RC (DLC); addressed: “Mr. Jefferson. Monticello”; endorsed by TJ as received 31 Aug. and so recorded in SJL.

At the end of 1801, John F. Mercer had communicated to Monroe Maryland’s appointment of three commissioners to negotiate the state’s outstanding territorial CLAIM with Virginia. The General Assembly of Virginia responded in January 1802 with a resolution empowering Monroe to appoint commissioners who would help resolve the far western boundary between the two states. At issue was Maryland’s contention that the states’ north-south boundary should extend along the south, or longer, BRANCH of the Potomac River, a logical interpretation of the original colonial charter granted by Charles I to Cecelius Calvert, the second Lord Baltimore, which bounded the colony along the south bank of the Potomac to the then unknown location of “the first fountain.” This boundary, however, became confused by the Northern Neck proprietary, a grant of the land lying between the Rappahannock and Potomac Rivers inherited by the Lords Fairfax but under the jurisdiction of Virginia. In the 1740s, George II had approved a survey of the proprietary that placed a boundary marker near the headwaters of the Potomac’s northern branch. Maryland had not been a party to this survey and never accepted it, but first the French and Indian War and then the Revolution had prevented a timely ADJUSTMENT of the boundary. The Compact of 1785 between the two states, brokered by commissions that included Virginia’s GEORGE MASON and Maryland’s Thomas stone, focused on navigation rights in the Chesapeake and Potomac, not on the boundary issues (CVSP description begins William P. Palmer and others, eds., Calendar of Virginia State Papers . . . Preserved in the Capitol at Richmond, Richmond, 1875–93, 11 vols. description ends , 9:262; Acts Passed at a General Assembly of the Commonwealth of Virginia: Begun and Held at the Capitol, in the City of Richmond, on Monday, the Seventh Day of December, One Thousand Eight Hundred and One [Richmond, 1802], 53, Shaw-Shoemaker description begins Ralph R. Shaw and Richard H. Shoemaker, comps., American Bibliography: A Preliminary Checklist for 1801–1819, New York, 1958–63, 22 vols. description ends , No. 3470; Louis N. Whealton, “The Maryland and Virginia Boundary Controversy, 1668–1894” [Ph.D. diss., Johns Hopkins University, 1897], 5–6, 19–23; Robert A. Rutland, ed., Papers of George Mason 1725–1792, 3 vols. [Chapel Hill, 1970], 2:812–23).

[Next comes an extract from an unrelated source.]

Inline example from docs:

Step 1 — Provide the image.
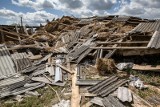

On 28 Aug., Monroe received information from Francis WALKER. In 1779, Walker’s father, Dr. Thomas Walker, made surveys for the boundary between western Virginia and the part of North Carolina that became the state of Tennessee. Walker’s line and one laid down by commissioners for North Carolina both failed to follow the line of latitude specified by North Carolina’s colonial charter. In 1803, the legislatures of Virginia and Tennessee accepted a compromise line that split the difference between the two earlier surveys (Stanley J. Folmsbee, Robert E. Corlew, and Enoch L. Mitchell, History of Tennessee, 4 vols. [New York, 1960], 1:1–2; Preston, Catalogue description begins Daniel Preston, A Comprehensive Catalogue of the Correspondence and Papers of James Monroe, Westport, Conn., 2001, 2 vols. description ends , 1:132; Vol. 22:448–9n; Vol. 28:63–4).

LAST LETTER RELATIVE TO OUR SLAVES: TJ to Monroe, 3 June.